Monday, 26 March 2007

University of Richmond launches its own innocence project

Earl Washington

University of Richmond launches its own innocence project



Law school students here could bring hope to wrongfully convicted inmates in Virginia.

This semester marked the opening of the Institute for Actual Innocence at the University of Richmond School of Law. For class credit, students will review requests from inmates who proclaim their innocence and have exhausted other means of appeal. They will be looking for legal grounds to apply two recent changes to Virginia's law that permit new DNA or non biological evidence to be presented long after trial.

Professor Mary Kelly Tate said she was inspired to create the institute after hearing a speech by Peter Neufeld. He is a defense lawyer who helped found the Innocence Project, a program that focuses on using DNA testing to exonerate wrongfully convicted people.

Neufeld represented Earl Washington Jr., who came within days of execution for a 1982 murder before being cleared by DNA evidence in 2000. Washington's was one of several recent cases of wrongful conviction in Virginia.

Although 35 to 40 such programs exist across the country, including the Mid-Atlantic Innocence Project in Washington, D.C., Tate believes the Richmond law school institute is the first such program in Virginia.

Neufeld applauded the new institute.

"You can never have too many people concerned about exonerating innocent people," he said.

Tate teaches a prerequisite course on the causes of wrongful conviction. Race, social and economic factors all contribute, as well as poor interrogation techniques by police, false confessions and mistaken eyewitness identifications.

Most of the time, she said, the criminal justice system works as it should and guilty people go to prison. But it's important to help students recognize the possibility for error in the system before they begin practicing law, she said.

"We make mistakes," she said. "There's something sort of primitive in society's unwillingness to face that."

Students will cull cases from requests sent by inmates who fill out a 25-page questionnaire. Before agreeing to take a case, students will read trial transcripts and outline a strategy for pursuing legal challenges to the conviction. Tate expects that students in the course will not carry more than three cases at a time. Lawyers from the community will help shepherd cases through the court system, she said.

Tate's mission at the institute is a personal one. She helped represent Tommy Strickler, who was sentenced to death for the 1990 rape and murder of a James Madison University student. A state appeals court overturned his conviction because prosecutors withheld some evidence during Strickler's trial, but the U.S. Supreme Court later upheld his conviction.

Strickler asked Tate to witness his 1999 execution, and she did. Although the institute does not focus on death penalty cases, Tate's experience shaped her thinking on weaknesses in the criminal justice system.

"If we're going to have the death penalty, it seems to me we need to strengthen the criminal justice system to make it as accurate as humanly possible," she said.
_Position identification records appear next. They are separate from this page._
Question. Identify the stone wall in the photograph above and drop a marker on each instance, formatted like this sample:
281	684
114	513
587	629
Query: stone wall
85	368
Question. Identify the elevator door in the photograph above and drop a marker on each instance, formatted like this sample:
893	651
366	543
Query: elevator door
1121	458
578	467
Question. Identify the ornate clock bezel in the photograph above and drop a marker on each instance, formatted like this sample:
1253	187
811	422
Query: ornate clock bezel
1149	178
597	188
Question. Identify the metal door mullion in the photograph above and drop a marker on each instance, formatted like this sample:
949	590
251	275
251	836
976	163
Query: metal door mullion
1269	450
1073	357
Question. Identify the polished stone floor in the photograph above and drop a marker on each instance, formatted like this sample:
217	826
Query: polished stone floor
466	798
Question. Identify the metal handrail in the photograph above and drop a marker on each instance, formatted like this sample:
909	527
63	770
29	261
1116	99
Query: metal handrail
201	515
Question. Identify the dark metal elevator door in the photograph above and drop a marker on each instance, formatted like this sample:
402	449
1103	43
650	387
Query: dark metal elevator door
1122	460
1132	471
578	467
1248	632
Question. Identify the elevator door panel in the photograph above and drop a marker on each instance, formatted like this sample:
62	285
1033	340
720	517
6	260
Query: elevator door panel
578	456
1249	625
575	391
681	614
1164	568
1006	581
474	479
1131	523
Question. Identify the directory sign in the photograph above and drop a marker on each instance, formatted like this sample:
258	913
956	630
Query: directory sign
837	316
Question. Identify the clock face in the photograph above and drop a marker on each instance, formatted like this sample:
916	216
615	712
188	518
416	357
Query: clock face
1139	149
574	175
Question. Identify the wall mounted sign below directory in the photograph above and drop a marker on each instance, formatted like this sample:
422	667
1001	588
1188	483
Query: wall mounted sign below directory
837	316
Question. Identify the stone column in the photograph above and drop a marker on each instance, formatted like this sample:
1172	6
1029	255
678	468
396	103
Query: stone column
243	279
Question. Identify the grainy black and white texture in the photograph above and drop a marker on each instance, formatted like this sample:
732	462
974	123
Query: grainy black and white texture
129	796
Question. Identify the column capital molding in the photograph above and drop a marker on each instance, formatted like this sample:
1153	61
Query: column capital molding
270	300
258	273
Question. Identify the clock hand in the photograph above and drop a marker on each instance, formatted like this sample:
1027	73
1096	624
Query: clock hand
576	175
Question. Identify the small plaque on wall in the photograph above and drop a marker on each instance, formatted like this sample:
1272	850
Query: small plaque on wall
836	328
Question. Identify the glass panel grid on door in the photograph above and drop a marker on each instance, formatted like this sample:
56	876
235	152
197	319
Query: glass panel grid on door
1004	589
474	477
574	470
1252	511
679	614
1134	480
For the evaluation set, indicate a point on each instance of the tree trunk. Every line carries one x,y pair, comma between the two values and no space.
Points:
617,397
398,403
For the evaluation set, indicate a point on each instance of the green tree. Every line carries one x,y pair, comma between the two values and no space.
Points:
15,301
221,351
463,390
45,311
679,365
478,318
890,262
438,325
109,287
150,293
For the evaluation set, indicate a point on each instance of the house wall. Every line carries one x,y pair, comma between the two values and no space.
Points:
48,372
Third-year law student Patrick Teuch is taking the class. He hopes to work in criminal defense when he graduates. The idea of helping an innocent person be released from prison intrigues him. "You want to know why it happened and how we can keep it from happening," Teuch said. "In the grand scale, it helps to refine the process and make it better."

Dean Rod Smolla said the law school has long urged students to give back to their community through free legal representation for poor people. The institute bolsters those teachings, he said.

And Richmond has been the focus of wrongful conviction discussions because it's home to the state forensic lab, where DNA testing has cleared several people. "We are in the state capital, in the center of the state, in the middle of the action," Smolla said.


The Virginian-Pilot is published in Norfolk.